Fish On! By Brian

It looks like our fishing technique is improving, slowly but surely. Yesterday afternoon we reeled in 3 Mahi-Mahi. One was a keeper at 20″. Not huge but enough for a meal for us all.

Last night during dinner the breeze camp up and we started moving along at a good clip of 8 knots. After dinner Brady and I went to the stern to pull in the gear for the night. We were delighted to find 2 Yellow Fin Tuna as we reeled the lines in. We must not have heard the strike alarm go off (beer cans tied to the lines). We filleted both on the spot and within minutes were enjoying the freshest Yellow Fin sashimi available on the planet. The flesh was warm and the most incredible tasting treat one could hope for, without even a hint of fishy smell. Looks like we’ll be rolling sushi for lunch today!
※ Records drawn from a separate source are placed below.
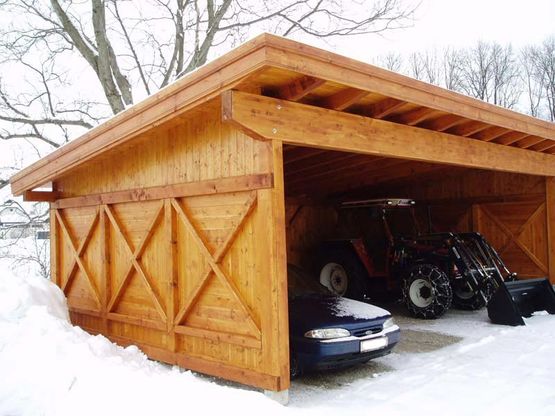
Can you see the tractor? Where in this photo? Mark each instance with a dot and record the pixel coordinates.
(380, 248)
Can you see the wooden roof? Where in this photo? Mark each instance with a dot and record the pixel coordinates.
(281, 68)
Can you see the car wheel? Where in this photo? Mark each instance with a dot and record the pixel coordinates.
(342, 273)
(427, 291)
(465, 298)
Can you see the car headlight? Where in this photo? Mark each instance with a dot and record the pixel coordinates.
(327, 333)
(388, 323)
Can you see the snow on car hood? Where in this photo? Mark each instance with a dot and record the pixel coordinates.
(358, 310)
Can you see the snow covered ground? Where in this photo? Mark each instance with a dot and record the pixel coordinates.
(49, 367)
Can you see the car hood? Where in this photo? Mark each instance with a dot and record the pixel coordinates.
(317, 311)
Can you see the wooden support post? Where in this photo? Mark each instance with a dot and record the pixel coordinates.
(550, 217)
(105, 250)
(54, 274)
(172, 306)
(279, 260)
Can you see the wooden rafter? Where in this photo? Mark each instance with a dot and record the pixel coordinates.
(301, 124)
(530, 141)
(134, 257)
(489, 134)
(343, 99)
(543, 146)
(510, 138)
(298, 88)
(383, 108)
(467, 129)
(413, 117)
(443, 123)
(77, 253)
(214, 261)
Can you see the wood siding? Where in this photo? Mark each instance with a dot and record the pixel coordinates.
(193, 279)
(195, 148)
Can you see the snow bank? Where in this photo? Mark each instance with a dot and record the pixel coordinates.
(49, 367)
(357, 310)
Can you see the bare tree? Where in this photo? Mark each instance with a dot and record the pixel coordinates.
(426, 66)
(543, 63)
(392, 61)
(490, 73)
(82, 61)
(533, 80)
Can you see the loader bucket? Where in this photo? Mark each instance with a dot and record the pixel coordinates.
(520, 298)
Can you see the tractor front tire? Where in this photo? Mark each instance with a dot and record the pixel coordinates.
(343, 274)
(427, 292)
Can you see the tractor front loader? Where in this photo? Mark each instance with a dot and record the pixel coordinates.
(432, 271)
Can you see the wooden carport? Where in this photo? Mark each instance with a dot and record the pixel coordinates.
(168, 224)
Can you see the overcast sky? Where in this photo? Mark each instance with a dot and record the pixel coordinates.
(440, 23)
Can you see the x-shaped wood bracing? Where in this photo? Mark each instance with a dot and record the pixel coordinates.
(78, 253)
(515, 237)
(134, 257)
(214, 260)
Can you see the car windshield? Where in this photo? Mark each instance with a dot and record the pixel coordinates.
(301, 283)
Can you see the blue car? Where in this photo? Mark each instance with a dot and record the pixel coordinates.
(330, 332)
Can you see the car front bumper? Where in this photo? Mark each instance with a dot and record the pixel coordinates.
(313, 354)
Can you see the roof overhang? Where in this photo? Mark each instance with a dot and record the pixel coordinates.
(291, 71)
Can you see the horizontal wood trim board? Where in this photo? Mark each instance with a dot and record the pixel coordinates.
(235, 339)
(134, 320)
(216, 186)
(306, 125)
(319, 63)
(41, 196)
(85, 311)
(203, 365)
(245, 376)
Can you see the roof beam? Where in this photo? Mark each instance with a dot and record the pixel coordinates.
(468, 129)
(383, 108)
(343, 99)
(490, 133)
(510, 138)
(530, 141)
(294, 123)
(543, 146)
(298, 88)
(444, 122)
(414, 116)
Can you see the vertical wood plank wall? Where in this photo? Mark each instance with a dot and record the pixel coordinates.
(510, 210)
(516, 213)
(195, 280)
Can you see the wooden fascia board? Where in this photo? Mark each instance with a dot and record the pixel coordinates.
(198, 87)
(287, 54)
(305, 125)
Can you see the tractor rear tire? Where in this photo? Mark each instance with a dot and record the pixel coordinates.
(343, 274)
(427, 292)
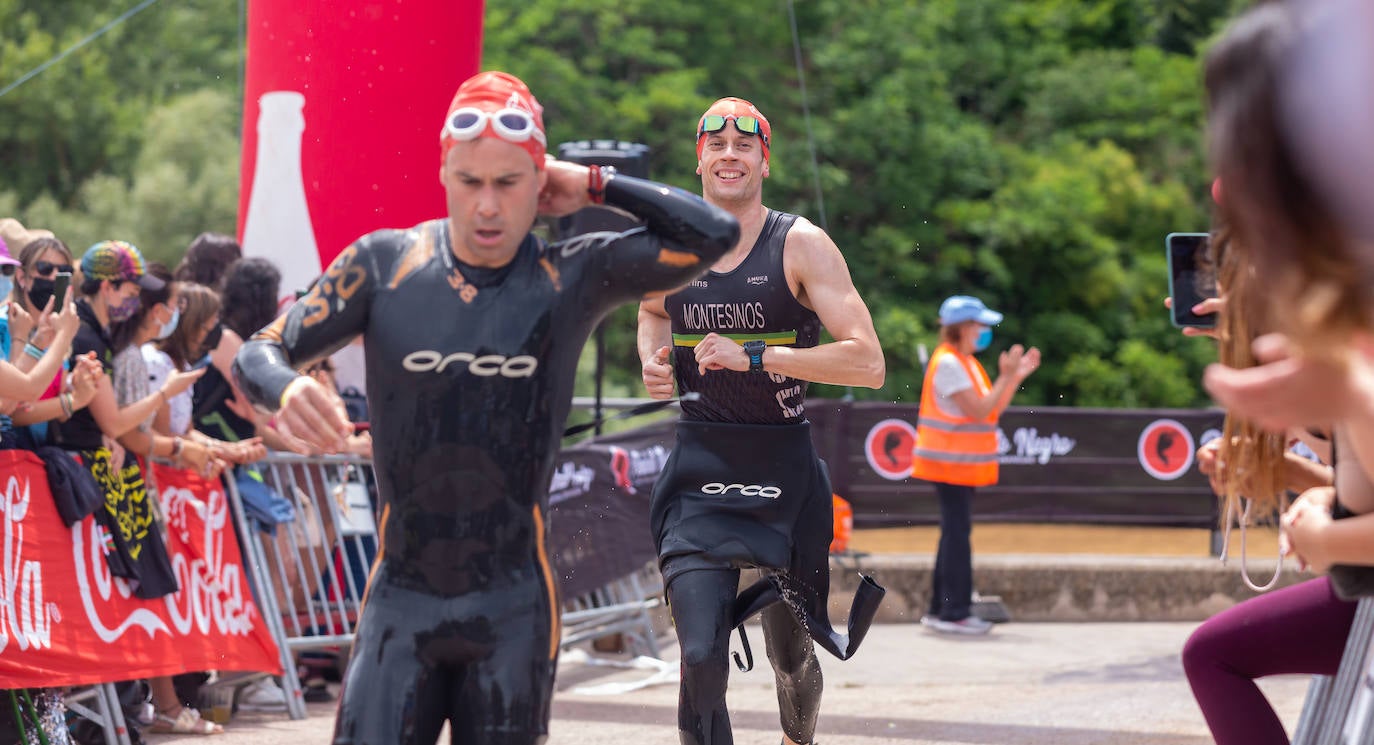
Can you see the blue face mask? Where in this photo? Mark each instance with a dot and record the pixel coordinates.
(171, 325)
(983, 341)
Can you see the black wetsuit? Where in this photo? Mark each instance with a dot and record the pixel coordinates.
(744, 487)
(469, 380)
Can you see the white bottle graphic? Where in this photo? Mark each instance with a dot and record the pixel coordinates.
(278, 226)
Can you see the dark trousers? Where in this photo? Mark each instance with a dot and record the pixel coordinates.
(951, 583)
(701, 604)
(1299, 630)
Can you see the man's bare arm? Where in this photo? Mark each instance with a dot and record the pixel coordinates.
(823, 285)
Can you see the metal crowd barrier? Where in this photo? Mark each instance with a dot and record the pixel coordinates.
(107, 712)
(1340, 709)
(621, 606)
(309, 572)
(311, 576)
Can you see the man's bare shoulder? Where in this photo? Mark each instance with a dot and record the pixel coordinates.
(809, 250)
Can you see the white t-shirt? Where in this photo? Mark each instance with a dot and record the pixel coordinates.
(160, 369)
(951, 378)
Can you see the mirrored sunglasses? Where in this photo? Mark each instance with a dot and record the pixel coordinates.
(715, 123)
(511, 125)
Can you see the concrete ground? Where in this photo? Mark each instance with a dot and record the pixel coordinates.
(1022, 685)
(1027, 683)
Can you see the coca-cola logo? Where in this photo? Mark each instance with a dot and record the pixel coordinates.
(210, 595)
(24, 616)
(212, 590)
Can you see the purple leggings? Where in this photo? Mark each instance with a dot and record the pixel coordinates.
(1294, 630)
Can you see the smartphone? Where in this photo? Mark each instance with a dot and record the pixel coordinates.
(1191, 278)
(59, 290)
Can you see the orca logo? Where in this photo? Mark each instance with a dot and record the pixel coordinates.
(428, 360)
(745, 490)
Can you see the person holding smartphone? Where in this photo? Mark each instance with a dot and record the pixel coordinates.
(1297, 322)
(473, 327)
(114, 274)
(30, 316)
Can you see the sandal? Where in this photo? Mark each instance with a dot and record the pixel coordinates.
(187, 722)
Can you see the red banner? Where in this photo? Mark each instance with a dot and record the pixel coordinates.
(342, 106)
(66, 621)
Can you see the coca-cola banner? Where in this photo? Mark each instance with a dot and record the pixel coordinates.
(66, 621)
(342, 106)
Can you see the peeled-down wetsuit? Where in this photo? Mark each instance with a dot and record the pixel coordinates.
(744, 487)
(469, 380)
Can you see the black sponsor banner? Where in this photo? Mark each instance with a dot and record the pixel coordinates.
(1057, 465)
(599, 506)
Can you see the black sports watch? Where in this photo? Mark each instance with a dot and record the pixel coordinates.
(755, 348)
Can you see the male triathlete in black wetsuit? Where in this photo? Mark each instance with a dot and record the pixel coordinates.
(744, 485)
(471, 330)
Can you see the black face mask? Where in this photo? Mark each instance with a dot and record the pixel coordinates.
(40, 292)
(212, 340)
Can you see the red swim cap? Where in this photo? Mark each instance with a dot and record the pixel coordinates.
(499, 106)
(734, 109)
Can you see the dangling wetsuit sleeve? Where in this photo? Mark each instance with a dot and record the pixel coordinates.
(320, 323)
(682, 237)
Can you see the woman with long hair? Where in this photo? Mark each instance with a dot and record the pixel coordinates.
(1290, 275)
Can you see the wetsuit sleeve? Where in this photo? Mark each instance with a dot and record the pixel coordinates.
(320, 323)
(682, 237)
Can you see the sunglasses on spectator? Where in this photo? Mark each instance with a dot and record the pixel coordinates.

Here’s the fire drill we go through when the alarm goes off:
1) Yell FISH ON!

2) Immediately reduce boat speed by furling sails or altering course.

3) Set the hook with increased drag (reel) or a sharp tug on the hand line.
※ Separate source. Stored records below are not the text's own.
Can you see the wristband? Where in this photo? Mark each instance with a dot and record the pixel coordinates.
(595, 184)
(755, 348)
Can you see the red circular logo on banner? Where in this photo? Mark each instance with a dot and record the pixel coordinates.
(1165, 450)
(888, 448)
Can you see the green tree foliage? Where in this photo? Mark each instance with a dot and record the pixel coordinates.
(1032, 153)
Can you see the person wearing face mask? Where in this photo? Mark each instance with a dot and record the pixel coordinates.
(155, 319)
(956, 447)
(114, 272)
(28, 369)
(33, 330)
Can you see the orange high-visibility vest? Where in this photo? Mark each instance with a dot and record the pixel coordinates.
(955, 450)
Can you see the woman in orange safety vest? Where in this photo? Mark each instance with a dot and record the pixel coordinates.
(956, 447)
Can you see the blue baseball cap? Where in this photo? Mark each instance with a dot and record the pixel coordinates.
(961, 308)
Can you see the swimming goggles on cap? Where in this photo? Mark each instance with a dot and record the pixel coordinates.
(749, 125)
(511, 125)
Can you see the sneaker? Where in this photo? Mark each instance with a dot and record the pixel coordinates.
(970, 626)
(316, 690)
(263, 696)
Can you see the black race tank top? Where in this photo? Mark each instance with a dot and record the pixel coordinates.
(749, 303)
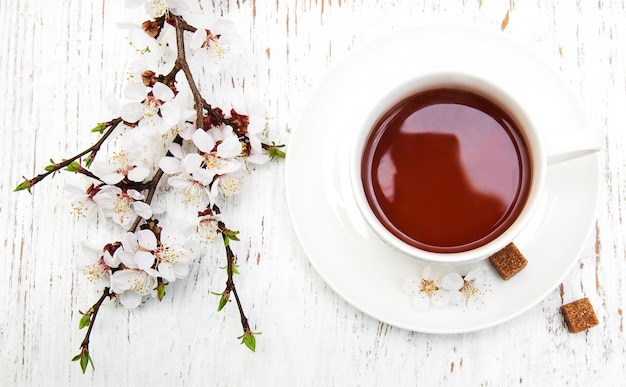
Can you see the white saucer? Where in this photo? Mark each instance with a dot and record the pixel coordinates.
(340, 245)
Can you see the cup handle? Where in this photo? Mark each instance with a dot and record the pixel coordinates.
(563, 146)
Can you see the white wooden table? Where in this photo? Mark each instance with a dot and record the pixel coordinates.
(60, 60)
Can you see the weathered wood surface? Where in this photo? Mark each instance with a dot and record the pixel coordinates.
(60, 60)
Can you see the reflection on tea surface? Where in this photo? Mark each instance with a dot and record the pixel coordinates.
(446, 171)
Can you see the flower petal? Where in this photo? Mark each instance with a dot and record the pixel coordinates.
(440, 298)
(165, 269)
(135, 91)
(203, 141)
(147, 239)
(162, 92)
(132, 112)
(138, 174)
(452, 281)
(144, 260)
(142, 209)
(170, 165)
(230, 147)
4) Assuming it’s not too big for the gear start playing the fish trying to bring it in little by little without ripping the hook out or breaking the gear. This is where we’ve lost most of our lures.

5) Land the fish (using a gaff hook for larger ones) and immediately douse with a shot of cheap rot-gut vodka directly into the gills. This kills them quickly and cleanly.
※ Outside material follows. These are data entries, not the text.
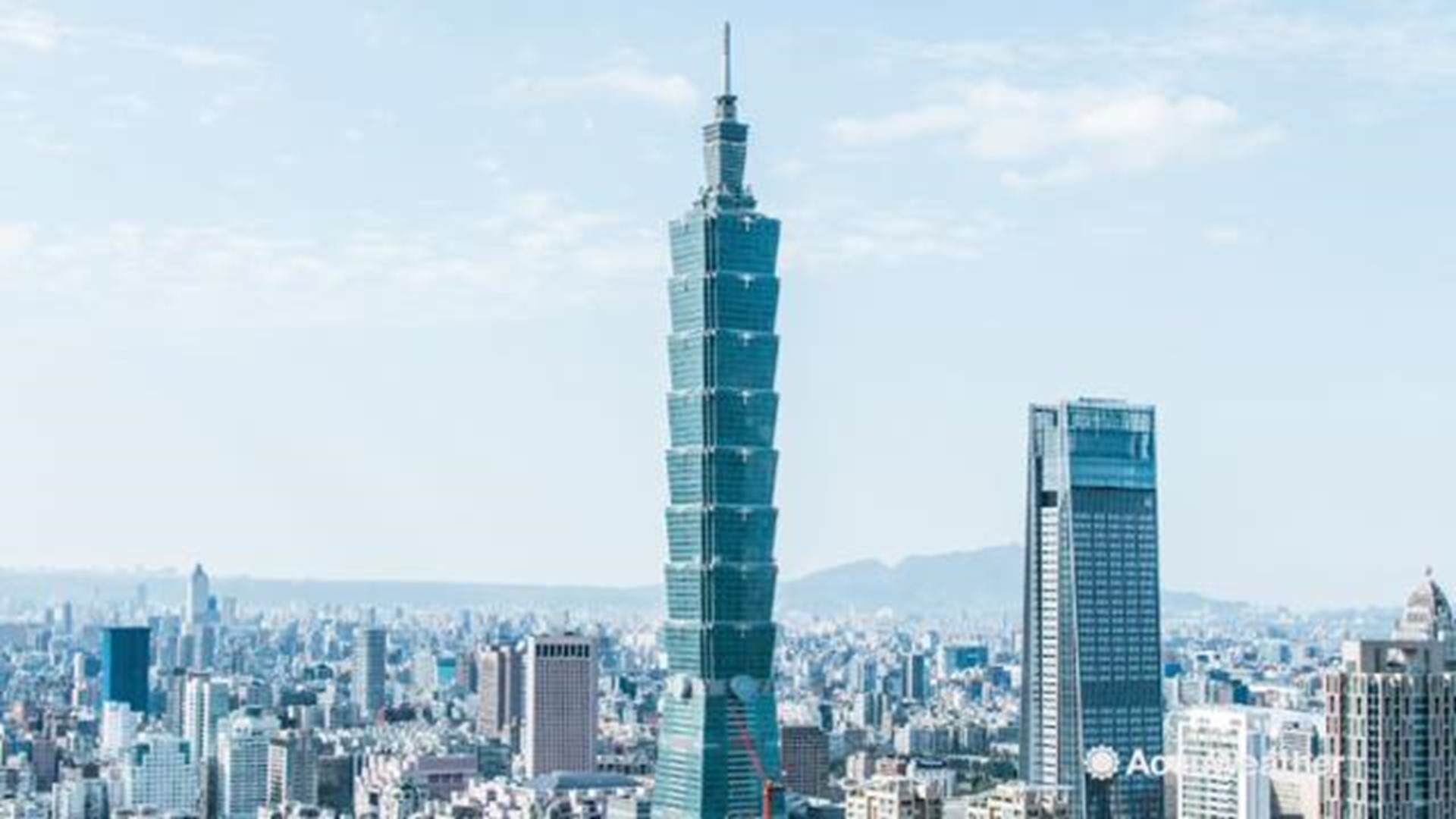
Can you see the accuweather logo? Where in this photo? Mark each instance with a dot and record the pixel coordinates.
(1103, 763)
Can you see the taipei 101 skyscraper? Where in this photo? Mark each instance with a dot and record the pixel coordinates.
(718, 752)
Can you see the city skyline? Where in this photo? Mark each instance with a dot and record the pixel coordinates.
(294, 349)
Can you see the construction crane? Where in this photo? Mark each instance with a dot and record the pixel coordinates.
(770, 787)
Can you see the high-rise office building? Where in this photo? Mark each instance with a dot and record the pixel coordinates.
(126, 657)
(561, 704)
(369, 670)
(1429, 618)
(805, 760)
(916, 673)
(1391, 720)
(1222, 771)
(161, 771)
(500, 686)
(82, 793)
(242, 765)
(199, 596)
(1092, 676)
(293, 768)
(118, 729)
(207, 704)
(720, 738)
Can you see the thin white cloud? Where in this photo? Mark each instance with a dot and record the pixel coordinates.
(30, 31)
(1395, 41)
(848, 238)
(1044, 137)
(1222, 235)
(628, 82)
(536, 253)
(15, 240)
(42, 34)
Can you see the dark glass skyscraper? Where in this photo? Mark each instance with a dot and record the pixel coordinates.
(126, 657)
(1092, 675)
(720, 739)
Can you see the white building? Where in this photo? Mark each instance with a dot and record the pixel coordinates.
(79, 796)
(1019, 800)
(1391, 717)
(161, 773)
(561, 704)
(1219, 764)
(242, 765)
(894, 798)
(293, 768)
(204, 708)
(118, 729)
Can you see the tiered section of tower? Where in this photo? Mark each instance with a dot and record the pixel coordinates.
(720, 739)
6) Cut the gills and bleed by dragging backwards off the stern of the boat for a few minutes.

7) Sharpen your knife and fillet.

All the above steps often happen in adverse conditions with a pitching boat, waves, and wind to contend with. It’s very intense and totally worth it though.

This morning we caught another Mahi but it was too small to be a keeper. We’re not breaking any records for size but our consistency is paying off. The tally so far: 6 Mahi-Mahi (2 keepers), 2 Yellow Fin, and 6 lost lures (sea monsters too big for our gear). I’m really enjoying the challenge of fishing on the ocean, even more than I thought I would. Now I realize why people spend serious money on serious gear. I’m already trying to figure out ways to replace our diminishing lure supply, and pickup up a rod and reel that can handle some of the larger fish that are out here.

We’re just over the 1/2 way mark for the trip. We’ve been at sea for 11 days, 18 days if you count our time at Isla San Benedicto. We have 1,300 NM before reaching Hiva Oa and are about 350 NM north of the equator. We’re motoring south through the doldrums and ITCZ in 2 knots of wind. It’s been oppressively hot for the past few days with cabin temps nearing 100F. Given our current course and speed we’re looking at landfall in 8 or so days!